Благожелательность, которой дышала каждая строчка письма, навела князя на мысль, что государыня с умыслом зовет его в первопрестольную… «Не иначе, как фельдмаршалом хочет сделать, — мелькнула быстрая догадка. Мелькнула, но не исчезла, а превратилась в твердую уверенность. — Ну, конечно, фельдмаршалом!.. А иначе зачем вызывать? До торжеств еще почти полгода. Приехать всегда успел бы…»
Он снова посмотрел на желтоватый лист со знакомой витиеватой подписью «Екатерина», аккуратно сложил его по сгибам, сунул в карман шлафрока.

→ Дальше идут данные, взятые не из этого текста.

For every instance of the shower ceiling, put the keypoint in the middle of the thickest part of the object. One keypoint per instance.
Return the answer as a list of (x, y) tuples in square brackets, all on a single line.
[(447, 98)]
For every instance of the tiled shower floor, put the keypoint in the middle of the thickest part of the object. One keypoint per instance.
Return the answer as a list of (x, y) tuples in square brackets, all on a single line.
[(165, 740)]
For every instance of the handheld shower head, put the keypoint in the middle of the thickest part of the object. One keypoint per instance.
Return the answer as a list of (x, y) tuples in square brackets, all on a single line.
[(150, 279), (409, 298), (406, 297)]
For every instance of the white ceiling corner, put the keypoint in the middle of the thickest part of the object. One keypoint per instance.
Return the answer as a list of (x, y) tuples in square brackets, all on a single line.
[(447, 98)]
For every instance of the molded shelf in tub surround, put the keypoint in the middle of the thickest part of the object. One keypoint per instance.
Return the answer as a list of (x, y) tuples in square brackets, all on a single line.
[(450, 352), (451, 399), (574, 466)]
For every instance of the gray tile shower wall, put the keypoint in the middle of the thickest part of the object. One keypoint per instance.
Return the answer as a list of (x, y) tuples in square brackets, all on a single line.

И еще больше утвердился в своем мнении: «Она хочет, чтобы на торжествах я был уже фельдмаршалом!..»
В истории России XVIII века, не считая генералиссимусов Александра Меншикова и принца Антона-Ульриха Брауншвейг-Беверн-Люнебургского, желанный для любого полководца чин генерал-фельдмаршала до этого времени носили 30 человек. Последним был 54-летний ландграф Гессен-Дармштадский Людвиг IX, пожалованный этим высоким чином двадцать пятого декабря 1774 года. Правда, фельдмаршалом он стал не за какие-нибудь военные победы во славу русского оружия, а по стечению обстоятельств — дочь его принцесса Вельгимина-Луиза вышла замуж за великого князя Павла Петровича, и Екатерина решила таким образом ублажить новоиспеченного родственника. Хотя о самом ландграфе отзывалась весьма нелестно, отметив в одном из частных писем, что он «беден умом».
Но почти все фельдмаршалы ушли уже в мир иной и ныне здравствующих осталось только шесть: принц Гольштейн-Бекский Петр-Август, граф Кирилл Разумовский, князь Александр Голицын, граф Петр Румянцев, граф Захар Чернышев и Людвиг IX. Причем Голицын и Румянцев получили свои чины именно за предводительство армиями в войне против Турции. А поскольку Долгоруков тоже предводительствовал войском, то вполне мог рассчитывать на такую же милость императрицы и по отношению к себе.